Après Fawcett, l'explorateur britannique disparu dans la jungle amazonienne en 1925, chouchou Grann s'intéresse aux expéditions polaires et en particulier à Henry Worsley (ci-contre), Britannique lui aussi, qui, en 2015, caresse l'idée farfelue de traverser l'Antarctique (continent plus large que l'Europe, rappelons-le) de part en part en passant par le pôle Sud, à pied, seul et sans assistance (!!!). Ben, mais pourquoi donc ? serait-on en droit de se demander. Bah, parce que ça n'avait jamais été accompli, pardi, quelle question !
Son héros et mentor, l'explorateur polaire Ernest Shackleton, avait justement échoué dans cette entreprise un siècle plus tôt. Parti à bord de l'Endurance en 1914 avec tout un équipage et le projet d'une traversée transantarctique, il est contraint de l'abandonner quand le bateau se retrouve pris au piège des glaces de l'Antarctique, finit par couler, et que la priorité était de sauver les membres de l'équipage.

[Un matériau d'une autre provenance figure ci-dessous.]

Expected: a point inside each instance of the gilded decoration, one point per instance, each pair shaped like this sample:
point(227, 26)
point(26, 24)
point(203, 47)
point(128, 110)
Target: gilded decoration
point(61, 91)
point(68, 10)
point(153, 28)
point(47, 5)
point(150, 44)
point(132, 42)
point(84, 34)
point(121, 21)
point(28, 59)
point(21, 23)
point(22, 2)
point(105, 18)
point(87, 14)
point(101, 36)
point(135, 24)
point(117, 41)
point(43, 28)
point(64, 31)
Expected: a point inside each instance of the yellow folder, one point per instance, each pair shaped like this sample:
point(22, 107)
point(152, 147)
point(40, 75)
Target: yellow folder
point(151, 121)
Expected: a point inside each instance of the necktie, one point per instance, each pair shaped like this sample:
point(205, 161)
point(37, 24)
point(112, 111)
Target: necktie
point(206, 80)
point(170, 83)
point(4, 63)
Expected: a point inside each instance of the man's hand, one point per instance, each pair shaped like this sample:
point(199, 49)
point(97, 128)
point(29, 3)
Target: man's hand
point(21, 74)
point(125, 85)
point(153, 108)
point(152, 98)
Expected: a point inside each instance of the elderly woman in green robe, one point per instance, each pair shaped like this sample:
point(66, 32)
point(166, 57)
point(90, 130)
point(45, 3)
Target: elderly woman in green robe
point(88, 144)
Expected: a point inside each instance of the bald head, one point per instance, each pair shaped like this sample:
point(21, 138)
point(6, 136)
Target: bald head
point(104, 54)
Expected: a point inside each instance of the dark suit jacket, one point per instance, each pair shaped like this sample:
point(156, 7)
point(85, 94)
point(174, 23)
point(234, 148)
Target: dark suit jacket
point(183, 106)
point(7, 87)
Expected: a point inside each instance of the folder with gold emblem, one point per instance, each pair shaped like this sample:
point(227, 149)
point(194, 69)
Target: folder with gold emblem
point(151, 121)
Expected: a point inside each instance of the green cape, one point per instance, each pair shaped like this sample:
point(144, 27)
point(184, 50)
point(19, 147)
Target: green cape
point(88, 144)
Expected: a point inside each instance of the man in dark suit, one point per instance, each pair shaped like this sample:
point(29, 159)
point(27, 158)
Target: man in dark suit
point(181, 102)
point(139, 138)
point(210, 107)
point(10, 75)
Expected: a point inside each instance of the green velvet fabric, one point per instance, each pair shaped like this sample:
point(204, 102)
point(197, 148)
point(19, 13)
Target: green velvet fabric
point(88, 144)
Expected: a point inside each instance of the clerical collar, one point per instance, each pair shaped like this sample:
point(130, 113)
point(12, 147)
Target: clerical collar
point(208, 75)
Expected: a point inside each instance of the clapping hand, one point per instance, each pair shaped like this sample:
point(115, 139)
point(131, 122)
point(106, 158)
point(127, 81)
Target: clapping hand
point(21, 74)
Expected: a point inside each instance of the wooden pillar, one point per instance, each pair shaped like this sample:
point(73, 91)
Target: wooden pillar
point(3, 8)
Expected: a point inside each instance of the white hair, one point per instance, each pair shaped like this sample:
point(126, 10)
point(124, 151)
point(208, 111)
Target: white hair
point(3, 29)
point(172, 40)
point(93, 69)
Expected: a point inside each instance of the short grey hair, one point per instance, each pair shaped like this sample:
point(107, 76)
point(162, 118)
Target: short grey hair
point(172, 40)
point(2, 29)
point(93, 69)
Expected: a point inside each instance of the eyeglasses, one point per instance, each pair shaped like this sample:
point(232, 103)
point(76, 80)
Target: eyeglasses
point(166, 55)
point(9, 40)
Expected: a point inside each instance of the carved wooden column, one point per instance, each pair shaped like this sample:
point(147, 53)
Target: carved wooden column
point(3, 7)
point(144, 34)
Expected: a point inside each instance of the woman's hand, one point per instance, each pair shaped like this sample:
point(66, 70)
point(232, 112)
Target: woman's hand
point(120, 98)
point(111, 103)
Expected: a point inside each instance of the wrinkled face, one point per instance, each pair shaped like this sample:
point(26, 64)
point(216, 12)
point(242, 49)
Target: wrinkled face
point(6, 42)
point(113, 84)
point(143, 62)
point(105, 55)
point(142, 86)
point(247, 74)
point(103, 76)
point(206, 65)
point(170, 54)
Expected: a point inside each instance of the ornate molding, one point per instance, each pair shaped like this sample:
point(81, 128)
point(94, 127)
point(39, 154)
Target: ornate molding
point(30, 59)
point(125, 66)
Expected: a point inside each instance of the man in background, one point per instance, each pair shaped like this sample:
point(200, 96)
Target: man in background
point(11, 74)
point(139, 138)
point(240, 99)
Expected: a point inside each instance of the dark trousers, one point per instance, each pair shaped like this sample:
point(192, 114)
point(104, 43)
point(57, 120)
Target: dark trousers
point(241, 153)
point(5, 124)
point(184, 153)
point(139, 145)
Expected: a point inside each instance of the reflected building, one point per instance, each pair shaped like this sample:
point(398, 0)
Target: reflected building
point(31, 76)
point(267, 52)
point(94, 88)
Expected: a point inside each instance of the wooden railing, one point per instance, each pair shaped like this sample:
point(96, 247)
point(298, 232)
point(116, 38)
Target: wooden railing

Worsley se met donc en tête d'accomplir cet exploit qui reste le dernier grand voyage polaire qui puisse être fait en termes d'aventure. À pied, en tractant seul 160 kg de vivres sur la banquise, parfois en montée, sans assistance, avec le risque permanent de tomber dans une crevasse et, dans le froid polaire, de perdre tous ses doigts et orteils même en étant bien équipé. Où est le fun dans l'histoire ? Mystère. Bon, on est aventurier ou on ne l'est pas et Worsley a tout de même de l'expérience derrière lui, déjà grâce à sa formation militaire qui l'a soumis à des entraînements physiques intensifs, mais il a aussi mené à bien une expédition pour atteindre le pôle Sud, en petite équipe de trois personnes cette fois-là. À 55 ans et à la retraite, c'est un peu la dernière occasion pour lui de vivre une telle aventure et de réussir cette traversée.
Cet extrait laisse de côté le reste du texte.